En réplique, il me semble que M. Ife nous suggère de s’éloigner des « besoins » qui dépolitisent un problème et l’amènent au niveau technocratique. Il insiste plutôt sur les droits sociaux et collectifs appuyés par une démocratie participative. Il revendique l’autodétermination (la participation et la transformation par un travail collectif).

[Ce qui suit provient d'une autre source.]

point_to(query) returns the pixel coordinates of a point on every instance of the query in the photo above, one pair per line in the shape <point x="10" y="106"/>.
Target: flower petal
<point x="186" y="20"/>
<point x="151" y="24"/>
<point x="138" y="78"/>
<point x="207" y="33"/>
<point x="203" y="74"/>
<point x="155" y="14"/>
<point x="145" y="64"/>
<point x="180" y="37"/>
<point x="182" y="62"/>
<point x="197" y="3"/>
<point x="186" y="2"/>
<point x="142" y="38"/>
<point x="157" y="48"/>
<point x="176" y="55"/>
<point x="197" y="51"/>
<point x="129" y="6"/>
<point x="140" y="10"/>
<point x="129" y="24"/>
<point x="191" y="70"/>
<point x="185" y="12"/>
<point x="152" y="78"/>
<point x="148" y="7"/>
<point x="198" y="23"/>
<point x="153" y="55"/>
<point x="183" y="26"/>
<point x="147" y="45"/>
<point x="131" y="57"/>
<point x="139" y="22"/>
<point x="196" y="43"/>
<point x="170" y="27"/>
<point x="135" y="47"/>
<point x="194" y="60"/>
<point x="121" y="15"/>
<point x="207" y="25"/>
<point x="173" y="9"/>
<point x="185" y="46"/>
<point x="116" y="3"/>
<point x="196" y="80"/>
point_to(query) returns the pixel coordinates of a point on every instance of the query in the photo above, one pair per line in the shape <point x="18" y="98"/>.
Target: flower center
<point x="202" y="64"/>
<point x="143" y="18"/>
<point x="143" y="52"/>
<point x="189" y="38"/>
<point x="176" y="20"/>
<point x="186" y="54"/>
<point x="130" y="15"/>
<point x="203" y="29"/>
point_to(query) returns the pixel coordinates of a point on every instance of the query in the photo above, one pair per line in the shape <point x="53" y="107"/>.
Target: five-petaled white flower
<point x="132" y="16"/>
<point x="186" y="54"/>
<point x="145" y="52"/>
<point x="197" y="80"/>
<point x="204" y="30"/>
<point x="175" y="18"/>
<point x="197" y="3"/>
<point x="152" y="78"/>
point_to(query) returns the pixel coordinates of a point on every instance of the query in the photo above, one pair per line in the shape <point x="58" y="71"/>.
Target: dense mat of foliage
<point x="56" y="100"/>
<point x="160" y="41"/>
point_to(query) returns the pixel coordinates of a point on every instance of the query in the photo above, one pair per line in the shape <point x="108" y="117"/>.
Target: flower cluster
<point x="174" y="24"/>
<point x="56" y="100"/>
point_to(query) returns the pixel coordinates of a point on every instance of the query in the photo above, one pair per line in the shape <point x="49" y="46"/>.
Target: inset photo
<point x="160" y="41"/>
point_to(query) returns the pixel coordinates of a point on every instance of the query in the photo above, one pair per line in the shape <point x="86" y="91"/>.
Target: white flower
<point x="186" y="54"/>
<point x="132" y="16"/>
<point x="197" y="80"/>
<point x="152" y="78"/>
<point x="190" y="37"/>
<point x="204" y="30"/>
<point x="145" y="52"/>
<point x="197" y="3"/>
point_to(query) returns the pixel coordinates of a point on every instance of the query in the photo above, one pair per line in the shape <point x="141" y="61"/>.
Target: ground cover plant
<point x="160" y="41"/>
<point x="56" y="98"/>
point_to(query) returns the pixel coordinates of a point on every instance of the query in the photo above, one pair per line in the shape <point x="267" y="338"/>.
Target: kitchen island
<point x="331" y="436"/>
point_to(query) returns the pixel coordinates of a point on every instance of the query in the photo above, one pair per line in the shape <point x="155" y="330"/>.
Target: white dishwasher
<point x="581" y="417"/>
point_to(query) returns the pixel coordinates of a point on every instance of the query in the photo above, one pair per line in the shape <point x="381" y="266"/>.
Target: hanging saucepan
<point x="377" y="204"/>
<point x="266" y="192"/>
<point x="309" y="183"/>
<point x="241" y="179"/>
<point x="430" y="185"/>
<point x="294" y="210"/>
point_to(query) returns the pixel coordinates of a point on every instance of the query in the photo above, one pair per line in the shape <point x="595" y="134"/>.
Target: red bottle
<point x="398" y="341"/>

En conclusion, M. Karsz nous rappelle que l’enfer est pavé de bonnes intentions. Il propose d’abord le témoignage pour renouveler les pratiques ; dire de quoi on parle, poser des questions entre autres sur l’inscription du travail social parmi les appareils idéologiques des États ; témoigner des conditions sociales en rapport avec les populations ciblées ; localiser les marges de manoeuvre ; autant d’actions qui répondraient au pari d’un renouvellement possible. Concernant les actions sociales, il insiste sur la démocratisation des actions sociales ; il y a, dit-il, des tendances démocratiques à l’oeuvre chez des travailleurs, des citoyens, il y a des alliances et du travail collectif possible. Le renouvellement est une utopie, écrit-il, alors il faut insister sur le pourquoi (ce qui est fait pour, en rapport avec, ce qui est fait avec).

Personnellement, je retiens de tout cela que le défi réside dans le passage de l’individu de masse (fabriqué globalement, mondialement, technocratiquement) à l’individu social. Si nous convenons que la socialisation est un processus par lequel une personne intériorise les divers éléments de la culture environnante (valeurs, normes, codes symboliques, règles de conduite) et s’intègre à la vie sociale, il me semble que nous pouvons mieux comprendre l’appel à s’opposer au courant général et politiser ce renouveau que nous semblons souhaiter. C’est Gérard Mendel (2003 : 8) qui écrivait que le problème politique se trouve à l’articulation individu-collectif-société. Nous sommes de nombreux acteurs sociaux s’accommodant de nos propres collectifs, souvent affairés et complices de la construction d’une société morcelée facilement « marchandable ». Je souhaite que ce colloque et la publication de ce numéro spécial vont encourager l’activité de coopération entre nous pour agir autrement.